Doing a higher number of protobuf deserializations, I'm not able to improve performance using more tasks/threads!

I have written a smallest sample that should help to isolate the problem. It is a console program, so it can be executed and also some profiling tool can be used. The output on my machine looks like the following:

image

We see on the green rows: adding more Tasks/Threads reduces the deserialization rate inside all threads. At the end there is basically no win.

In numbers: 4.9 seconds with 1 thread, 3.3 seconds with 8 threads. My expectation for 8 threads in this scenario: worst case less then 2 seconds, best case less then one seconds (not talking about milliseconds at this time).

Also the Taskmanager shows that the CPU Power is not used.

What I'm doing wrong ?

image

About the example

A proto file and generated c# types are part of this repo (MIT licensed). All of them are coming from the OsmSharp OpenStreetMap file format (MIT licensed)

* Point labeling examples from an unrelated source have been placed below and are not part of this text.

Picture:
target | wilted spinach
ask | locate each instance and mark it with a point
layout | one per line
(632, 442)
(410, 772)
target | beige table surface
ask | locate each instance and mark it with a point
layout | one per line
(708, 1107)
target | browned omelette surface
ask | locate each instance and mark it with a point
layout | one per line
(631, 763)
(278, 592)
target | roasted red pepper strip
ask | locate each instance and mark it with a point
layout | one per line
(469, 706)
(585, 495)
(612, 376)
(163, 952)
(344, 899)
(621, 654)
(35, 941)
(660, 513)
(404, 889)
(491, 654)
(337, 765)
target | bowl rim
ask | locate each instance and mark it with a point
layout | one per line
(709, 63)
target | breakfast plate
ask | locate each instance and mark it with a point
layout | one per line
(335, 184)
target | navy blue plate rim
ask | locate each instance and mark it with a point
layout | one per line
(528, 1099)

Any idea, any help is welcome ;-)

BR Werner

WernerMairl commented 3 months ago

I did a lot of investigations in 2022 for the same here and it looks like the memory conclusions are true.

I have modified the example here to use only 10 nodes inside the data (4000 in the past, and 8000 in reality), and I can see the following result:

image

Interpretations: between concurrency==1 and concurrency==4 we see likely perfect usage of CPU: overall duration decreases from 7174ms to 2174 ms.

And also with a concurrency of 8 we get a better result then with 4, but not with the best ratio.

On the other side, using 8000 Nodes inside a single deserialization like Osm does in reality shows the following:

image

we get the best (most efficient) result with a concurrency of 2. Using higher concurrency gives the same results, but costs a lot of overhead.